O CENTR continua dizendo que o domínio do setor privado "...garante [s] uma Internet estável e robusta que funciona bem... também cria as melhores condições para inovação e crescimento econômico [sic] dos países." Esta é uma repetição trivial do mesmo argumento em defesa de mais negócios e menos governo que é ouvido em muitas instâncias todos os dias.

No entanto, há uma declaração mais séria (e potencialmente perigosa) na resposta do CENTR ao relatório Geist. Ao associar maior presença do governo na governança de ccTLDs com maior regulamentação (o que não necessariamente é verdade), o CENTR afirma que "... de acessar a Internet da maneira que deseja, ele usará serviços de outros países. Essa não é, sem dúvida, a melhor maneira de atender ao interesse público." Não há relação comprovada entre um ccTLD estar disponível apenas para nacionais (ou entidades legalmente constituídas como nacionais, como a subsidiária de uma empresa multinacional) e a necessidade de buscar registro de domínio no exterior. Por outro lado, abrir o ccTLD para negócios internacionais certamente desencoraja os usuários nacionais -- por que um cidadão de Tuvalu usaria .tv se ele ou ela não é da indústria de mídia?

Diversidade é a regra, mas a pesquisa de Geist fornece uma classificação útil que, no entanto, pode não abranger todos os aspectos da governança e gerenciamento de ccTLDs.
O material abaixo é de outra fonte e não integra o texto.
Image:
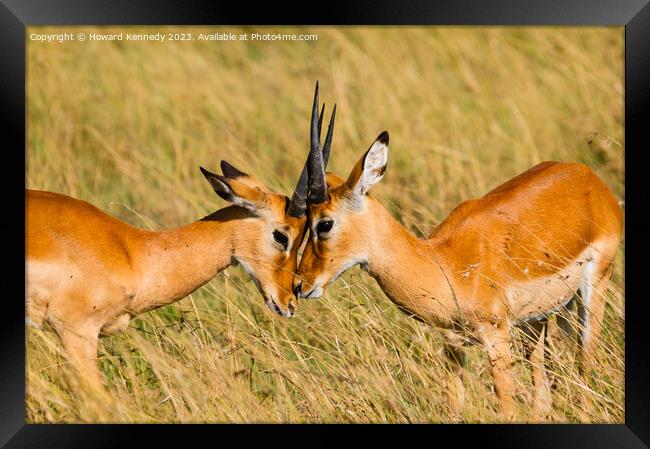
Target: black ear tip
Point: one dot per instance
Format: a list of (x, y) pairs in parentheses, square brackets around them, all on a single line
[(383, 137), (229, 171)]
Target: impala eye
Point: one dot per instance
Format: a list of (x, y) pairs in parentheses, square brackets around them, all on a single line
[(323, 227), (281, 239)]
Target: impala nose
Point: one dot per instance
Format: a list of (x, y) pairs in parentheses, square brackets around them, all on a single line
[(297, 288)]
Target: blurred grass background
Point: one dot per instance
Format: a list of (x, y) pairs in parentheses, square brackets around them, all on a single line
[(125, 125)]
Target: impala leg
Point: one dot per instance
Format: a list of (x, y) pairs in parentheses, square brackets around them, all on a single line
[(592, 313), (455, 357), (81, 348), (497, 342), (535, 351)]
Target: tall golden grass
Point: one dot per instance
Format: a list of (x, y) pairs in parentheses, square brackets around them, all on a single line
[(125, 125)]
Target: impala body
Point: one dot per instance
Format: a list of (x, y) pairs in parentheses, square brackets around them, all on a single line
[(90, 273), (512, 257)]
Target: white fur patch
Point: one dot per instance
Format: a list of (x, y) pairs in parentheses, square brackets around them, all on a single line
[(374, 166)]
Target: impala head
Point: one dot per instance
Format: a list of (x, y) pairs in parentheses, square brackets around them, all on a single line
[(271, 226), (339, 222)]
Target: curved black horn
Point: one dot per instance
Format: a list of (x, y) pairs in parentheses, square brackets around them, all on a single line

O registro de Angola, por exemplo, é operado por uma entidade acadêmica e, devido a uma política de registro de cobrar preços muito altos por nomes de domínio, muitos usuários de nomes de domínio de Angola procuram um domínio gTLD. O ccTLD do Brasil é um exemplo de registro controlado pelo governo que está se tornando muito mais representativo de outros setores sociais e grupos de interesse, como este artigo tenta mostrar.

Esses aspectos complexos do domínio dos registros de ccTLDs lançam, a meu ver, algumas dúvidas sobre os possíveis fundamentos comuns dentro da recém-criada ccNSO.